Calibrating the immune system
So what is causing the high levels of inflammation among people raised in the West? Prior research has implicated excess body fat, but curiously, McDade didn’t find a link between body fat and levels of C-reactive protein among the Ecuadorians and Filipinos he studied.
This turned his attention to a different explanation: their upbringing. The populations he studied grew up in rural, dirty areas where they were frequently exposed to infectious diseases. He hypothesizes that this less-than-sanitary life early on effectively calibrated their immune systems, tuning their inflammatory responses to properly react to threats. These days, children in Western societies often don’t have their immune systems regularly challenged.
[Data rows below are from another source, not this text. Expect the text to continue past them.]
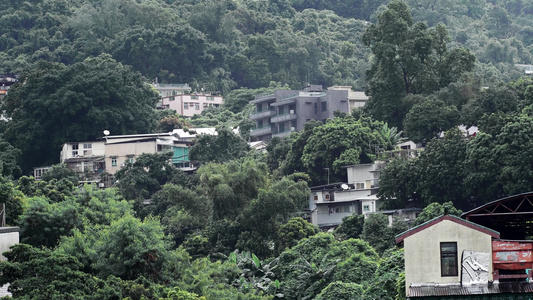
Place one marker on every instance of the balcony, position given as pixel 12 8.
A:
pixel 262 114
pixel 263 98
pixel 261 131
pixel 284 117
pixel 284 133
“Protection from potentially lethal infections is an obvious benefit and an important driver of the epidemiological transition toward increased life expectancy,” McDade noted. “But regimes of sanitation and hygiene that control lethal pathogens also reduce exposure to the harmless microbes that have been part of the human environment for millennia.”
In keeping with his hypothesis, he noted that when children grow up in rural areas in Bangladesh or Ecuador and then migrate to the US or the UK, they have lower baseline C-reactive protein as adults compared to adults who were born and raised in those countries.
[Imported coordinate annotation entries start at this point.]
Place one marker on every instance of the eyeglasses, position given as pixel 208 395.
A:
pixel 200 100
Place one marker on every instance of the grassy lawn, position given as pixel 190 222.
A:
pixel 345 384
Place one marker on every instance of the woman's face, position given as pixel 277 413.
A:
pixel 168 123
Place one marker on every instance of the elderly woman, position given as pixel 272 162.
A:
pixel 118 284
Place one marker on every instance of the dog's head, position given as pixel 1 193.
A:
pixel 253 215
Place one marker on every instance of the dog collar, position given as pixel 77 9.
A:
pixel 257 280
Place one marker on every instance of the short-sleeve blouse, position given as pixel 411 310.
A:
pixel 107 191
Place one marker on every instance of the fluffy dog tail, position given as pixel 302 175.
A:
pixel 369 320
“In many ways, chronic low-grade inflammation can be considered another ‘disease of affluence,’ a mismatch between our evolved biology and historically recent societal conditions that extend average life expectancies but also increase burdens of non-communicable diseases,” McDade wrote.
McDade’s idea is closely related to the widely evidenced “hygiene hypothesis,” which blames overly sanitized conditions for increasing rates of allergies and other autoimmune disorders in developed countries.
Is there a remedy for widespread chronic inflammation? Proper diet and regular exercise can help, as they do for almost any ailment. But if McDade’s hypothesis is correct, a longer-term cure is providing the immune system with reasonable adversity early on. Parents don’t have to let their kids crawl around landfills, but a little more dogs and dirt and a little less hand sanitizer and antibacterials seem reasonable.